The operation had begun when ISAF troops searching for a Taliban leader in the Tangi Valley, surrounded by rugged mountains in central Maidan Wardak province about 80 km (50 miles) southwest of Kabul, were fired on by insurgents.
Several of the insurgents were killed before assistance was requested, ISAF said in a statement.
"As the insurgents continued to fire, the combined force on the ground requested additional forces to assist the operation," the ISAF statement said.
"Those additional personnel were in-bound to the scene when the CH-47 carrying them crashed, killing all on board."
Thirty U.S. troops -- some from the Navy's special forces SEAL Team 6, the unit that killed Osama bin Laden in May -- seven Afghan commandos and an Afghan interpreter were killed.
None of the SEAL team members who died in the crash took part in the raid that killed bin Laden.
The Taliban quickly claimed to have shot the helicopter down Saturday, although Western officials had remained tight-lipped while the aircraft and the bodies of those on board were being recovered.
ISAF imposed a security crackdown on the area while that grim task was completed, although some residents have complained about some of the measures that have been taken.
"I can only advise them not to try to approach the site of the crash while the investigation is ongoing," senior ISAF spokesman Brigadier General Carsten Jacobsen said.
Violence is at its worst in Afghanistan since U.S.-backed Afghan forces toppled the Taliban government in late 2001, with high levels of foreign troop deaths, and record civilian casualties during the first six months of 2011.
SECOND HELICOPTER CRASH
At least another seven ISAF troops were killed in a ghastly weekend for the coalition. Four were killed in two separate attacks Sunday, including two French legionnaires.
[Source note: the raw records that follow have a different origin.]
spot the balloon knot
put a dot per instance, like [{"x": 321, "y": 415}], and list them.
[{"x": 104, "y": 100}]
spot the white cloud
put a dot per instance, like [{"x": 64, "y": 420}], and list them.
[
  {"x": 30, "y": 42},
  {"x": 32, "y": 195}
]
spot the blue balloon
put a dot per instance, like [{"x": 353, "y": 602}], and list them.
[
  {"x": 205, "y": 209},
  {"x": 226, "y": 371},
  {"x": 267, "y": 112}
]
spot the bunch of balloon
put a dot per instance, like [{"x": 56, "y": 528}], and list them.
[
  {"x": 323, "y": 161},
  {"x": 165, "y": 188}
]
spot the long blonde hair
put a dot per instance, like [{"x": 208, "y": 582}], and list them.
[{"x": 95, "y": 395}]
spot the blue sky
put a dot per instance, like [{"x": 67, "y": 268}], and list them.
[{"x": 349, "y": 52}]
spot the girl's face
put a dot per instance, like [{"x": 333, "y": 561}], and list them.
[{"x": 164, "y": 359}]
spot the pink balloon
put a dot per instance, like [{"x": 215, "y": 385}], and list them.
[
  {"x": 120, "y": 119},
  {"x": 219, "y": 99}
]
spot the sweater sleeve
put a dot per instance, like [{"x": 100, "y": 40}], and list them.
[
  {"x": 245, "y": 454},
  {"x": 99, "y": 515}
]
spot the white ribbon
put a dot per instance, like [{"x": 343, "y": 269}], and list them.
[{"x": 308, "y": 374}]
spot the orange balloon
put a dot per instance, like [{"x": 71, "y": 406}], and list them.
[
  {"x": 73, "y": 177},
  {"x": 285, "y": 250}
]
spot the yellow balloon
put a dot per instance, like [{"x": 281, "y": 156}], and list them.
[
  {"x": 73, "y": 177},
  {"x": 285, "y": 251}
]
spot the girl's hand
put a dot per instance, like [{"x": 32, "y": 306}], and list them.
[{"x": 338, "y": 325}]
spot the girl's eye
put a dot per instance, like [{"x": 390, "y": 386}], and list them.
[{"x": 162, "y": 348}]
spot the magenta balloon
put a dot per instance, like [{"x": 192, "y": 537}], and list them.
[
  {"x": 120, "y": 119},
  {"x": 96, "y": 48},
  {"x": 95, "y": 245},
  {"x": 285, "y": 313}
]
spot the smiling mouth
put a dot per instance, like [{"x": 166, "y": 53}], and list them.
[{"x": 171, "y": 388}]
Earlier Monday another NATO helicopter crashed in Paktia province, a volatile area in Afghanistan's east, but there were no apparent casualties and it appeared there was no enemy activity in the area at the time, ISAF said.
Taliban spokesman Zabihullah Mujahid claimed in a text message sent to Reuters that the Islamist group had shot down the second helicopter, another Chinook, in the Zurmat district of Paktia, killing 33 American soldiers.
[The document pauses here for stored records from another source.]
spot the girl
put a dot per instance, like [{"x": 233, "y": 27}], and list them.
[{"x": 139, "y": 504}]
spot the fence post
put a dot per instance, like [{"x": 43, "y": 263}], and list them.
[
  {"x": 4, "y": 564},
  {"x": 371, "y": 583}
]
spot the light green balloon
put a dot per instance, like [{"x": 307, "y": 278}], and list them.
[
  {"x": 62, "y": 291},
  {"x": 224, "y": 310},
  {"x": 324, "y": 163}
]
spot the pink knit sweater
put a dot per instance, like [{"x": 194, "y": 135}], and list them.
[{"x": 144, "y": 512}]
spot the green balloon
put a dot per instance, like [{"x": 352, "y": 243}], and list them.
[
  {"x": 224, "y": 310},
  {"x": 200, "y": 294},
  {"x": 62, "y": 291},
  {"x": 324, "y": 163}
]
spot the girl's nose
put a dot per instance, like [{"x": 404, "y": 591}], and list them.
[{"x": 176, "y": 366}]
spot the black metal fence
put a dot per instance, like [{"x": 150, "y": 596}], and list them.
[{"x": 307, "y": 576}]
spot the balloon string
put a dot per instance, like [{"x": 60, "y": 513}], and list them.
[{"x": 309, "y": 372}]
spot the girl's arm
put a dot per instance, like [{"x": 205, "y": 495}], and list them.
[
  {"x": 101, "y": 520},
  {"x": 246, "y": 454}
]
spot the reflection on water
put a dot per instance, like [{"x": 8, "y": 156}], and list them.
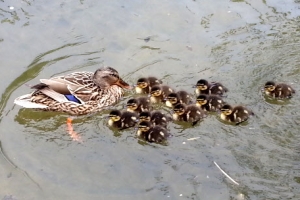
[{"x": 242, "y": 44}]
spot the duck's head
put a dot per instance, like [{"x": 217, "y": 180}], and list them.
[
  {"x": 115, "y": 115},
  {"x": 179, "y": 109},
  {"x": 202, "y": 99},
  {"x": 226, "y": 109},
  {"x": 202, "y": 84},
  {"x": 156, "y": 91},
  {"x": 172, "y": 98},
  {"x": 144, "y": 126},
  {"x": 142, "y": 83},
  {"x": 270, "y": 86},
  {"x": 145, "y": 116},
  {"x": 108, "y": 76},
  {"x": 132, "y": 104}
]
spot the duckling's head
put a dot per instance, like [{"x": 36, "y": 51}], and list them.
[
  {"x": 226, "y": 109},
  {"x": 108, "y": 76},
  {"x": 144, "y": 126},
  {"x": 156, "y": 91},
  {"x": 115, "y": 115},
  {"x": 202, "y": 84},
  {"x": 142, "y": 83},
  {"x": 270, "y": 86},
  {"x": 202, "y": 99},
  {"x": 145, "y": 116},
  {"x": 179, "y": 109},
  {"x": 171, "y": 99},
  {"x": 132, "y": 104}
]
The Taliban often exaggerate claims in attacks against foreign troops and Afghan security forces and government targets, although they correctly identified the number killed in the weekend's Chinook crash in Wardak.
The spike in casualties -- at least 383 foreign troops have been killed so far this year, almost 50 of them in the first week of August -- comes at a time of growing unease about the increasingly unpopular and costly war.
U.S. and NATO officials issued statements vowing to "stay the course" in Afghanistan after Friday's helicopter crash but the devastating death toll will likely raise more questions about how much longer foreign troops should stay.
Afghan President Hamid Karzai spoke with U.S. President Barack Obama by telephone overnight and shared condolences over the Wardak crash, Karzai's palace said in a statement.
The deaths came barely two weeks after foreign troops began the first phase of a gradual process to hand security responsibility over to Afghan soldiers and police.
That process is due to end with the last foreign combat troops leaving at the end of 2014, but some U.S. lawmakers are already questioning whether that timetable is fast enough.
Karzai has already said "enemies of Afghanistan" -- the Taliban and other insurgents -- want to disrupt the process.
CIVILIAN DEATHS
A worrying surge of military deaths is being matched by record casualties among civilians, who continue to bear the brunt of a war that appears to have become bogged down despite claims of success from both sides.
Monday, three hundred angry Afghans took to the streets in central Ghazni province carrying the bodies of two people they claimed had been killed during a raid by ISAF troops.
Civilian casualties caused by foreign troops hunting insurgents have long been a major source of friction between Kabul and its Western backers. U.N. figures show that insurgents are responsible for more than three-quarters of civilian deaths.
Sunday, Karzai ordered an investigation into a NATO air strike that killed eight civilians in volatile southern Helmand province Friday.
Jacobsen said a man had fired on an ISAF patrol from inside a house with his family around him.
"We are very much certain that ISAF could not be aware that the man was shooting from a house where his family was inside," Jacobsen said, adding that an investigation was underway.
U.N. figures show that 1,462 Afghan civilians were killed in conflict-related incidents in the first six months of 2011, the deadliest period for civilians since the Taliban were toppled by U.S.-backed Afghan forces in late 2001.